Kadın mücadelesinin edebiyattaki yansımalarının izini sürdüğümüzde karşımıza Fatma Aliye çıkıyor. İletişim Yayınları’ndan çıkan Senem Timuroğlu’nun doktora çalışmasıolan ‘Kanatlanmış Kadınlar Osmanlı ve Avrupalı Kadın Yazarların Dostluğu’ kitabıyla Fatma Aliye’yi tanımaya, edebi dünyasını anlamaya, bir kadın yazar olarak özgürleşme yolculuğuna tanıklık ediyoruz. Kitapta Avrupa’ya seyahat eden ilk Osmanlı kadınları, Avrupalı kadınlarla dostlukları aktarılıyor. Biz kitabın Fatma Aliye ile ilgili kısmını ele alacağız.

Yazar yola çıkış amacını 19. ve 20. yüzyılda Osmanlı İmparatorluğu’nun entelektüel dünyasını etkileyen aydınlanma felsefesinin, Müslüman Osmanlı kadınları üzerindeki zihniyet dönüşümünü araştırmak olduğunu belirtiyor.  Timuroğlu araştırmasını yaparken bu zihniyet değişiminin Osmanlı Müslüman kadınları için örgütlü bir özgürlük mücadelesine dönüştüğünü ve bu mücadelede Osmanlı kadınlarının Avrupalı kadınlarla çeşitli temaslar, fikir alışverişi ve etkileşimler içinde olduklarını yazıyor.

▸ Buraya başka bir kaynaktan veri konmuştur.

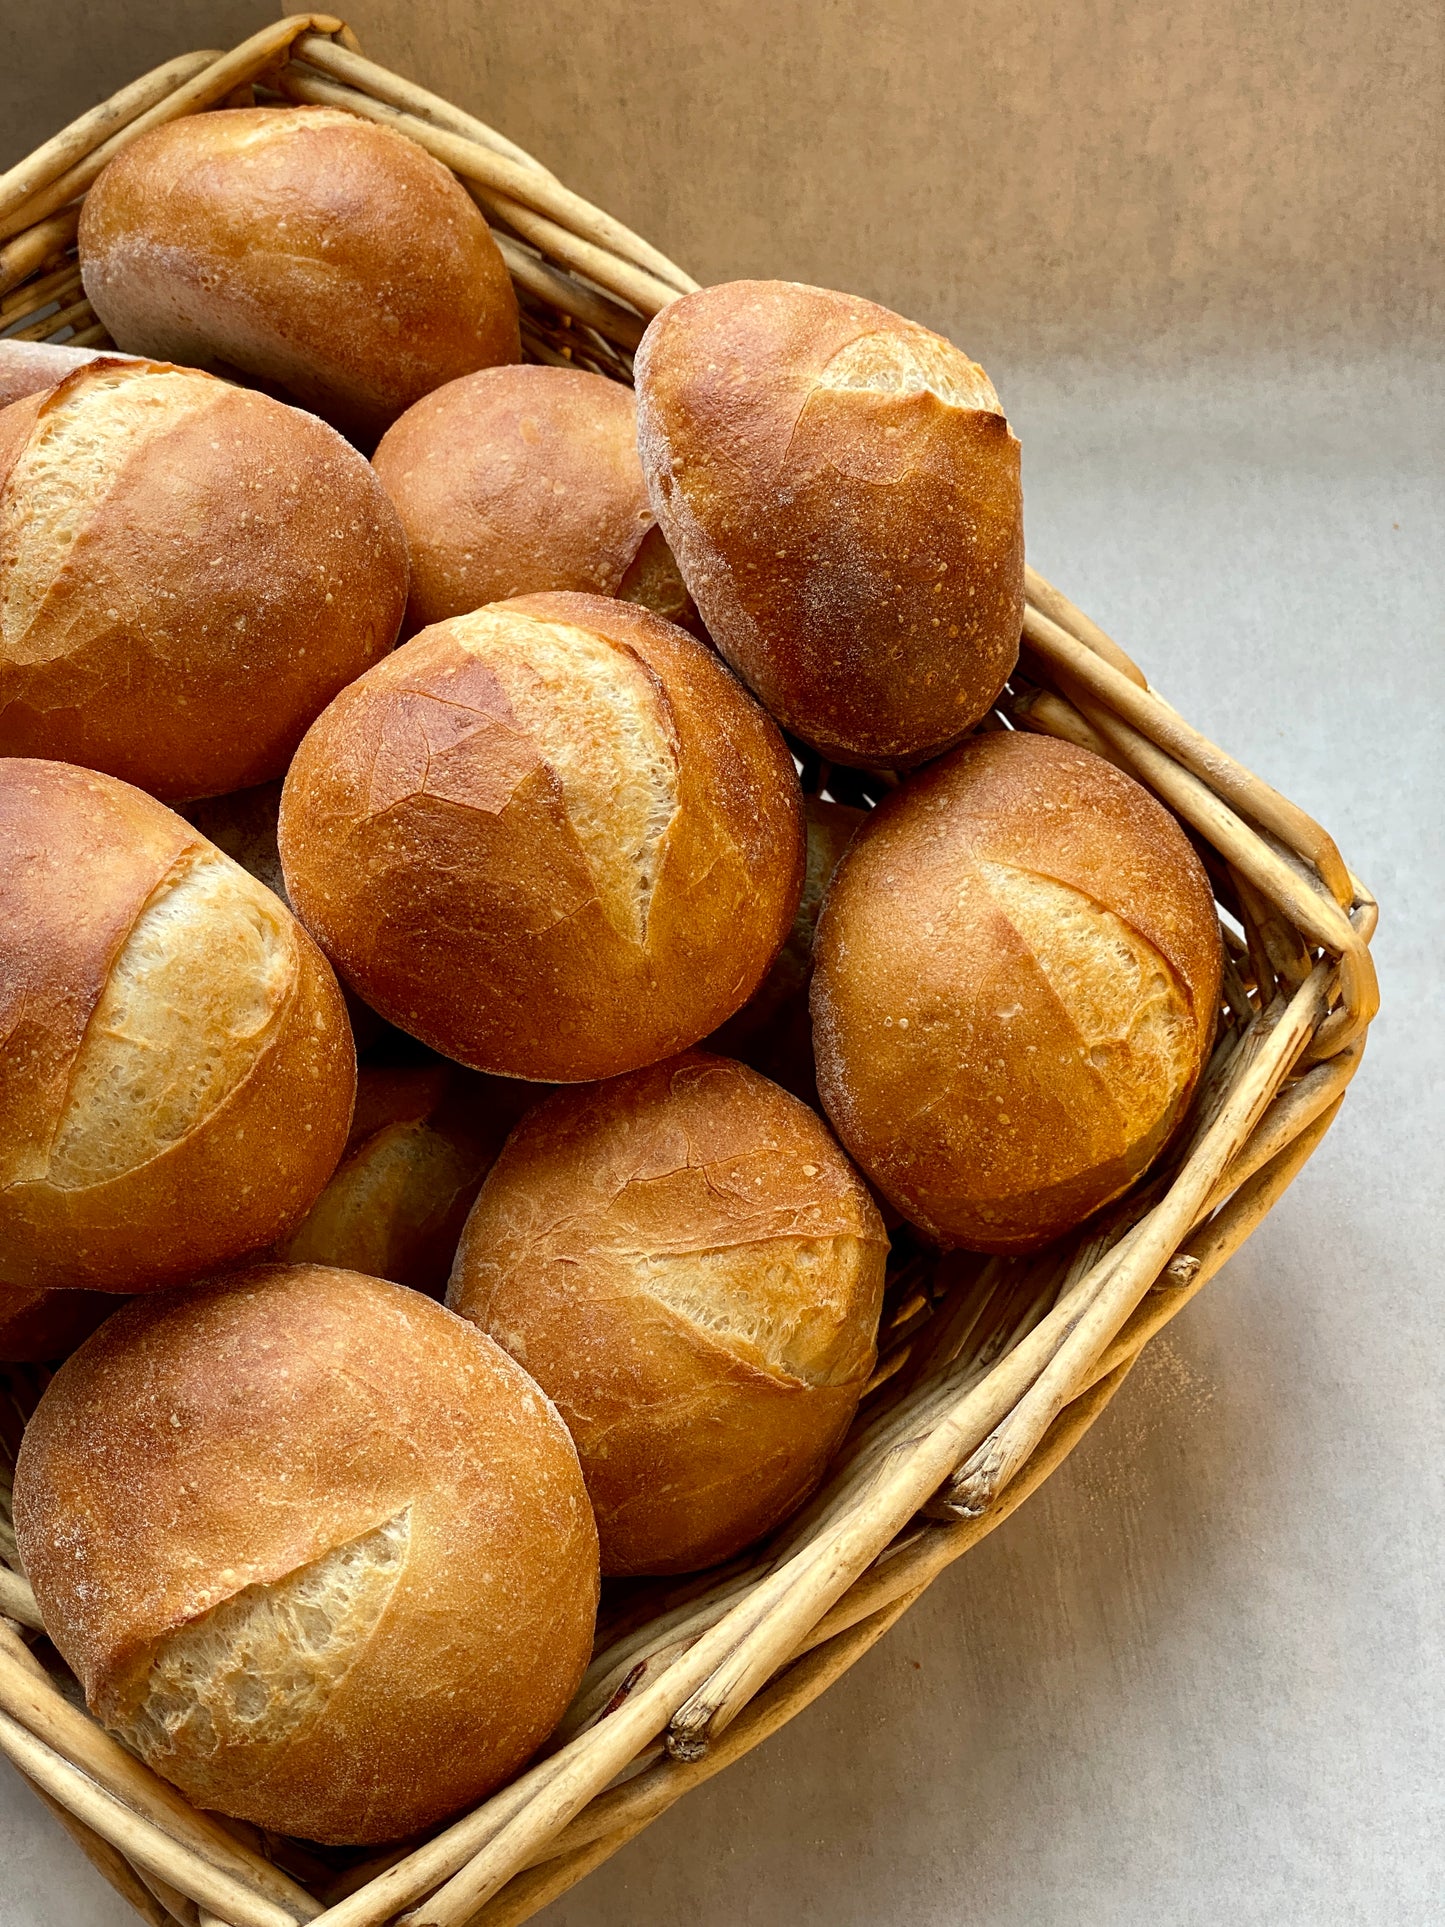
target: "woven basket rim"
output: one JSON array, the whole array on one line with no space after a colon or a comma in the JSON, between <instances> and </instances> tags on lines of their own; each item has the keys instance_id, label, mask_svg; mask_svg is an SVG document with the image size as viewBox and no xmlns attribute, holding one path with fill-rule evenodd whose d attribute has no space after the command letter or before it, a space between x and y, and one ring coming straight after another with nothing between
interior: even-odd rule
<instances>
[{"instance_id":1,"label":"woven basket rim","mask_svg":"<svg viewBox=\"0 0 1445 1927\"><path fill-rule=\"evenodd\" d=\"M0 329L113 346L75 259L79 206L148 127L263 99L393 126L452 169L513 277L528 359L629 381L651 317L697 283L473 115L296 14L181 55L0 176ZM166 1927L513 1927L860 1659L945 1566L1068 1456L1143 1346L1255 1230L1337 1115L1379 1005L1374 898L1305 812L1192 729L1032 568L1020 670L984 726L1079 744L1136 777L1205 858L1221 909L1219 1042L1163 1170L1028 1259L913 1253L880 1362L822 1491L761 1548L638 1588L599 1632L559 1736L510 1786L406 1851L322 1856L192 1809L67 1697L0 1519L0 1750L143 1918ZM888 772L812 758L811 786L874 801ZM13 1452L46 1382L0 1366ZM42 1644L49 1664L58 1664Z\"/></svg>"}]
</instances>

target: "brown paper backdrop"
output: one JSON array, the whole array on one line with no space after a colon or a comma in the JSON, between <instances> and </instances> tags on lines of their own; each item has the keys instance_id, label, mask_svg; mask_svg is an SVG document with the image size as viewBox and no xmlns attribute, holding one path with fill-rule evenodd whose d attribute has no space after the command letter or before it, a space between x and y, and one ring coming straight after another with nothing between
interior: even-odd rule
<instances>
[{"instance_id":1,"label":"brown paper backdrop","mask_svg":"<svg viewBox=\"0 0 1445 1927\"><path fill-rule=\"evenodd\" d=\"M1374 0L358 0L700 279L786 274L965 330L1420 325L1445 8Z\"/></svg>"},{"instance_id":2,"label":"brown paper backdrop","mask_svg":"<svg viewBox=\"0 0 1445 1927\"><path fill-rule=\"evenodd\" d=\"M242 0L10 0L6 160ZM981 357L1185 331L1417 335L1440 290L1445 8L1379 0L355 0L699 278L786 274Z\"/></svg>"}]
</instances>

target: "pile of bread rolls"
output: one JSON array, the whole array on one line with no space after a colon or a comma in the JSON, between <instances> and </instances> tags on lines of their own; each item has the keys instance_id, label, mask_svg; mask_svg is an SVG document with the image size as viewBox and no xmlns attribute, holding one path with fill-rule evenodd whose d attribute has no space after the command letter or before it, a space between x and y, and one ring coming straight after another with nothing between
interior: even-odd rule
<instances>
[{"instance_id":1,"label":"pile of bread rolls","mask_svg":"<svg viewBox=\"0 0 1445 1927\"><path fill-rule=\"evenodd\" d=\"M386 1841L545 1740L600 1577L806 1499L890 1227L1150 1166L1218 925L993 714L1019 447L939 336L737 282L635 398L521 365L473 202L329 109L153 129L80 253L123 353L0 412L0 1352L84 1338L16 1533L161 1773Z\"/></svg>"}]
</instances>

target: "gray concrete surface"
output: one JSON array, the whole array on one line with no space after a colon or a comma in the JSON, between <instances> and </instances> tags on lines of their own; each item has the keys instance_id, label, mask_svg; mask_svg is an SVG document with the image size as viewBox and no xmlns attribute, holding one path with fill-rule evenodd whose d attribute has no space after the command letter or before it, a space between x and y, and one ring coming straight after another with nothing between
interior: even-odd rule
<instances>
[{"instance_id":1,"label":"gray concrete surface","mask_svg":"<svg viewBox=\"0 0 1445 1927\"><path fill-rule=\"evenodd\" d=\"M1441 371L1173 338L991 372L1035 563L1336 832L1384 1013L1313 1163L1050 1485L546 1919L1434 1927ZM5 1927L133 1918L8 1774L0 1838Z\"/></svg>"}]
</instances>

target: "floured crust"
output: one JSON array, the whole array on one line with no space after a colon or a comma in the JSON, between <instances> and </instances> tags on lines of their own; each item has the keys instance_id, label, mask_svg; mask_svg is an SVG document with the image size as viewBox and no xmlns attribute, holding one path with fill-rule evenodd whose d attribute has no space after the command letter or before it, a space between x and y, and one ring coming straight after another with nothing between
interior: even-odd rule
<instances>
[{"instance_id":1,"label":"floured crust","mask_svg":"<svg viewBox=\"0 0 1445 1927\"><path fill-rule=\"evenodd\" d=\"M511 277L456 177L334 108L152 128L86 196L80 264L118 346L229 362L372 439L521 353Z\"/></svg>"},{"instance_id":2,"label":"floured crust","mask_svg":"<svg viewBox=\"0 0 1445 1927\"><path fill-rule=\"evenodd\" d=\"M988 377L886 308L739 281L665 308L637 354L664 535L723 655L843 763L921 762L1018 655L1018 443Z\"/></svg>"},{"instance_id":3,"label":"floured crust","mask_svg":"<svg viewBox=\"0 0 1445 1927\"><path fill-rule=\"evenodd\" d=\"M7 758L0 948L0 1284L172 1285L300 1220L355 1054L277 899L128 785Z\"/></svg>"},{"instance_id":4,"label":"floured crust","mask_svg":"<svg viewBox=\"0 0 1445 1927\"><path fill-rule=\"evenodd\" d=\"M280 822L291 900L368 1004L545 1082L656 1061L736 1010L802 841L782 739L711 653L562 593L439 623L345 690Z\"/></svg>"},{"instance_id":5,"label":"floured crust","mask_svg":"<svg viewBox=\"0 0 1445 1927\"><path fill-rule=\"evenodd\" d=\"M620 382L484 369L416 402L372 460L406 530L412 629L545 589L683 612L637 460L637 404Z\"/></svg>"},{"instance_id":6,"label":"floured crust","mask_svg":"<svg viewBox=\"0 0 1445 1927\"><path fill-rule=\"evenodd\" d=\"M689 1051L528 1113L448 1303L557 1402L603 1570L686 1571L816 1482L873 1367L886 1254L815 1113Z\"/></svg>"},{"instance_id":7,"label":"floured crust","mask_svg":"<svg viewBox=\"0 0 1445 1927\"><path fill-rule=\"evenodd\" d=\"M92 1709L281 1832L393 1839L479 1799L586 1664L596 1534L556 1413L465 1321L356 1273L127 1307L41 1400L15 1509ZM298 1611L311 1636L278 1643Z\"/></svg>"},{"instance_id":8,"label":"floured crust","mask_svg":"<svg viewBox=\"0 0 1445 1927\"><path fill-rule=\"evenodd\" d=\"M193 370L92 363L0 415L0 753L165 798L279 776L391 648L406 566L385 492L324 423Z\"/></svg>"},{"instance_id":9,"label":"floured crust","mask_svg":"<svg viewBox=\"0 0 1445 1927\"><path fill-rule=\"evenodd\" d=\"M1182 1117L1221 951L1178 824L1071 744L976 738L840 866L812 988L845 1144L946 1244L1027 1250L1116 1197Z\"/></svg>"}]
</instances>

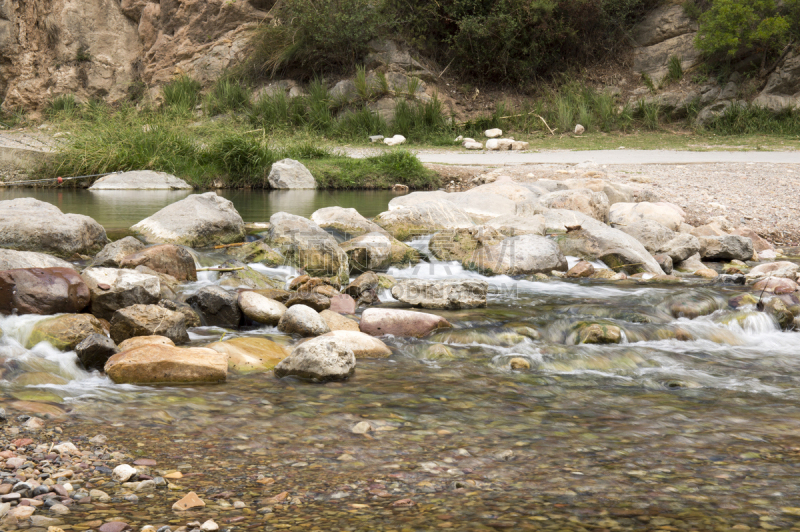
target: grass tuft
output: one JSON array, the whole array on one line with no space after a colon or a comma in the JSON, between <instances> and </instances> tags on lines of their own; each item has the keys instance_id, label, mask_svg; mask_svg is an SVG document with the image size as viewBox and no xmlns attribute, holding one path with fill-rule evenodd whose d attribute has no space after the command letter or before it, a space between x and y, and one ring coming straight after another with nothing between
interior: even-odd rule
<instances>
[{"instance_id":1,"label":"grass tuft","mask_svg":"<svg viewBox=\"0 0 800 532\"><path fill-rule=\"evenodd\" d=\"M181 76L164 85L164 107L179 112L193 110L200 103L200 82Z\"/></svg>"}]
</instances>

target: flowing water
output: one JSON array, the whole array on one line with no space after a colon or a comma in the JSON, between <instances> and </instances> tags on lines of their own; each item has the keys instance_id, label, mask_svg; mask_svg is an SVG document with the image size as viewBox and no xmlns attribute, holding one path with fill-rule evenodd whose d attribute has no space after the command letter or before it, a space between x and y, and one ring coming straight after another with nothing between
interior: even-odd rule
<instances>
[{"instance_id":1,"label":"flowing water","mask_svg":"<svg viewBox=\"0 0 800 532\"><path fill-rule=\"evenodd\" d=\"M384 208L358 205L373 207ZM201 494L230 491L256 508L289 492L269 519L218 509L232 530L800 527L800 333L753 305L733 308L744 287L538 282L456 263L389 273L482 278L489 303L436 312L453 328L388 337L392 357L359 360L352 379L328 384L266 373L202 387L115 385L80 369L74 353L24 349L41 318L7 317L0 401L12 412L47 404L64 412L66 435L102 433L194 472L181 485ZM213 282L205 274L185 290ZM575 345L590 323L620 327L622 342ZM192 344L222 335L298 342L273 327L201 327ZM361 421L371 431L353 433ZM393 504L404 499L414 505ZM177 523L174 500L159 492L118 512Z\"/></svg>"}]
</instances>

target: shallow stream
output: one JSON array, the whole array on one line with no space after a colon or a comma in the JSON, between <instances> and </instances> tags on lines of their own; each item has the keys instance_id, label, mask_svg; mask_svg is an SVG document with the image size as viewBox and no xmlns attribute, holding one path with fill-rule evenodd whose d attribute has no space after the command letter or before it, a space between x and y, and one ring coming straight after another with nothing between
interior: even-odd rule
<instances>
[{"instance_id":1,"label":"shallow stream","mask_svg":"<svg viewBox=\"0 0 800 532\"><path fill-rule=\"evenodd\" d=\"M388 198L353 201L369 216ZM263 208L248 221L265 221ZM389 273L480 277L455 263ZM196 511L232 530L800 527L800 333L731 307L743 287L484 279L487 308L436 312L453 329L386 338L391 358L359 360L354 378L324 385L271 373L115 385L74 353L22 348L41 318L3 318L0 406L41 403L67 436L105 434L191 473L181 485L204 497L232 492L248 508ZM206 273L185 289L211 282ZM623 342L571 345L586 322L619 326ZM192 344L223 334L298 341L272 327L201 327ZM353 433L360 421L371 431ZM284 491L288 504L268 518L254 511ZM67 522L82 530L116 512L134 526L185 524L175 499L162 490L111 510L81 505ZM396 505L405 499L413 506Z\"/></svg>"}]
</instances>

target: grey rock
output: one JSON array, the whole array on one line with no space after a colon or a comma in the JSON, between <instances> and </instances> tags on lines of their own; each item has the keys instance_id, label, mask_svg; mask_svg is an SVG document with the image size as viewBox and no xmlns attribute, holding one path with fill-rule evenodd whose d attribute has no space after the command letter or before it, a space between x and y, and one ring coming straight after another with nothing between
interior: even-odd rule
<instances>
[{"instance_id":1,"label":"grey rock","mask_svg":"<svg viewBox=\"0 0 800 532\"><path fill-rule=\"evenodd\" d=\"M656 252L669 255L673 262L682 262L700 252L700 240L689 233L676 233Z\"/></svg>"},{"instance_id":2,"label":"grey rock","mask_svg":"<svg viewBox=\"0 0 800 532\"><path fill-rule=\"evenodd\" d=\"M347 281L347 255L324 229L306 218L286 212L273 214L269 221L270 245L278 248L289 263L312 276Z\"/></svg>"},{"instance_id":3,"label":"grey rock","mask_svg":"<svg viewBox=\"0 0 800 532\"><path fill-rule=\"evenodd\" d=\"M320 336L330 332L328 324L317 311L306 305L289 308L278 322L278 330L300 336Z\"/></svg>"},{"instance_id":4,"label":"grey rock","mask_svg":"<svg viewBox=\"0 0 800 532\"><path fill-rule=\"evenodd\" d=\"M222 287L204 286L186 298L186 302L200 314L206 325L235 329L242 321L237 295Z\"/></svg>"},{"instance_id":5,"label":"grey rock","mask_svg":"<svg viewBox=\"0 0 800 532\"><path fill-rule=\"evenodd\" d=\"M131 227L151 244L202 248L244 240L242 217L215 192L192 194Z\"/></svg>"},{"instance_id":6,"label":"grey rock","mask_svg":"<svg viewBox=\"0 0 800 532\"><path fill-rule=\"evenodd\" d=\"M155 304L161 299L161 281L155 275L119 268L89 268L81 278L91 293L92 314L105 320L119 309Z\"/></svg>"},{"instance_id":7,"label":"grey rock","mask_svg":"<svg viewBox=\"0 0 800 532\"><path fill-rule=\"evenodd\" d=\"M622 225L619 230L631 235L642 243L650 253L657 253L664 244L675 237L675 232L653 220L642 219L630 225Z\"/></svg>"},{"instance_id":8,"label":"grey rock","mask_svg":"<svg viewBox=\"0 0 800 532\"><path fill-rule=\"evenodd\" d=\"M0 248L49 253L68 259L94 255L108 243L99 223L81 214L64 214L34 198L0 201Z\"/></svg>"},{"instance_id":9,"label":"grey rock","mask_svg":"<svg viewBox=\"0 0 800 532\"><path fill-rule=\"evenodd\" d=\"M74 270L75 266L47 253L0 249L0 270L18 268L71 268Z\"/></svg>"},{"instance_id":10,"label":"grey rock","mask_svg":"<svg viewBox=\"0 0 800 532\"><path fill-rule=\"evenodd\" d=\"M497 275L565 272L568 269L559 246L538 235L514 236L484 246L475 255L474 263L477 268Z\"/></svg>"},{"instance_id":11,"label":"grey rock","mask_svg":"<svg viewBox=\"0 0 800 532\"><path fill-rule=\"evenodd\" d=\"M702 236L700 255L706 260L752 260L753 241L745 236Z\"/></svg>"},{"instance_id":12,"label":"grey rock","mask_svg":"<svg viewBox=\"0 0 800 532\"><path fill-rule=\"evenodd\" d=\"M192 190L192 185L165 172L135 170L101 177L89 190Z\"/></svg>"},{"instance_id":13,"label":"grey rock","mask_svg":"<svg viewBox=\"0 0 800 532\"><path fill-rule=\"evenodd\" d=\"M386 231L374 222L370 222L355 209L342 207L325 207L314 211L311 221L322 229L340 233L345 240L367 233L385 233Z\"/></svg>"},{"instance_id":14,"label":"grey rock","mask_svg":"<svg viewBox=\"0 0 800 532\"><path fill-rule=\"evenodd\" d=\"M165 336L176 344L189 341L186 318L158 305L133 305L111 318L111 339L117 344L134 336Z\"/></svg>"},{"instance_id":15,"label":"grey rock","mask_svg":"<svg viewBox=\"0 0 800 532\"><path fill-rule=\"evenodd\" d=\"M472 279L404 279L392 287L392 297L421 308L476 308L486 306L488 289L489 283L486 281Z\"/></svg>"},{"instance_id":16,"label":"grey rock","mask_svg":"<svg viewBox=\"0 0 800 532\"><path fill-rule=\"evenodd\" d=\"M238 303L248 319L266 325L277 325L287 310L283 303L250 291L240 292Z\"/></svg>"},{"instance_id":17,"label":"grey rock","mask_svg":"<svg viewBox=\"0 0 800 532\"><path fill-rule=\"evenodd\" d=\"M341 381L356 371L356 356L335 337L314 338L295 347L275 366L275 376L295 376L317 382Z\"/></svg>"},{"instance_id":18,"label":"grey rock","mask_svg":"<svg viewBox=\"0 0 800 532\"><path fill-rule=\"evenodd\" d=\"M429 201L393 208L379 214L375 223L401 241L443 229L461 229L475 225L466 211L449 201Z\"/></svg>"},{"instance_id":19,"label":"grey rock","mask_svg":"<svg viewBox=\"0 0 800 532\"><path fill-rule=\"evenodd\" d=\"M650 11L632 33L639 46L651 46L673 37L697 31L697 23L686 15L683 7L667 4Z\"/></svg>"},{"instance_id":20,"label":"grey rock","mask_svg":"<svg viewBox=\"0 0 800 532\"><path fill-rule=\"evenodd\" d=\"M317 188L317 181L308 168L294 159L273 163L267 180L272 188L277 189Z\"/></svg>"},{"instance_id":21,"label":"grey rock","mask_svg":"<svg viewBox=\"0 0 800 532\"><path fill-rule=\"evenodd\" d=\"M540 196L538 203L544 209L578 211L601 222L608 220L608 196L588 188L549 192Z\"/></svg>"},{"instance_id":22,"label":"grey rock","mask_svg":"<svg viewBox=\"0 0 800 532\"><path fill-rule=\"evenodd\" d=\"M773 112L800 106L800 54L790 53L784 59L753 104Z\"/></svg>"},{"instance_id":23,"label":"grey rock","mask_svg":"<svg viewBox=\"0 0 800 532\"><path fill-rule=\"evenodd\" d=\"M86 369L102 371L106 361L117 354L117 344L103 334L92 333L75 346L75 353Z\"/></svg>"},{"instance_id":24,"label":"grey rock","mask_svg":"<svg viewBox=\"0 0 800 532\"><path fill-rule=\"evenodd\" d=\"M696 35L696 32L684 33L650 46L635 48L634 72L646 72L654 83L659 83L667 74L669 59L673 56L681 59L684 72L700 64L702 55L694 45Z\"/></svg>"},{"instance_id":25,"label":"grey rock","mask_svg":"<svg viewBox=\"0 0 800 532\"><path fill-rule=\"evenodd\" d=\"M126 236L117 241L106 244L103 250L97 254L94 260L87 266L88 268L119 268L119 263L133 253L141 251L145 245L135 237Z\"/></svg>"}]
</instances>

"BÜYÜK BİR DÂHİ OLABİLİRDİ”

Fatma Aliye şeriat ile yönetilen bir imparatorlukta adeta kafesteki bir kuş gibidir. Muazzam zekâsına, merakına rağmen kızların eğitim alması yasaktır.  Ancak onun kararlılığının ve merakının önünde kimse duramaz.

Fatma Aliye’nin babası Tanzimat döneminin en büyük devlet adamlarından biri olan Ahmet Cevdet Paşa’dır. Fatma Aliye’nin edebi kimliğinin oluşmasında babasının ve yazar Ahmet Mithat Efendi’nin payı büyüktür. Fatma Aliye babasıyla hoca-öğrenci ilişkisi kurar. Yazarın aktardığına göre bu ilişki biçimi Aliye’nin yaşamı algılama ve yorumlama üslûbunu geliştirmiş, dünya ve ülke siyasetinde konumunu belirlemiştir.

Babası Ahmet Cevdet Paşa kızı için “Erkek olsaydı, düzenli bir öğrenim görseydi, gerçekten büyük bir dâhi olabilirdi” der. Fatma Aliye haremde vakit geçirmekten, oyun ve oyuncaktan hoşlanmayan bir çocuktur. Zamanını sorularına yanıt veren, onunla bir yetişkin gibi konuşan babasının kahvecisi, zeki, dünya görmüş Süleyman Ağa’nın yanında geçirir.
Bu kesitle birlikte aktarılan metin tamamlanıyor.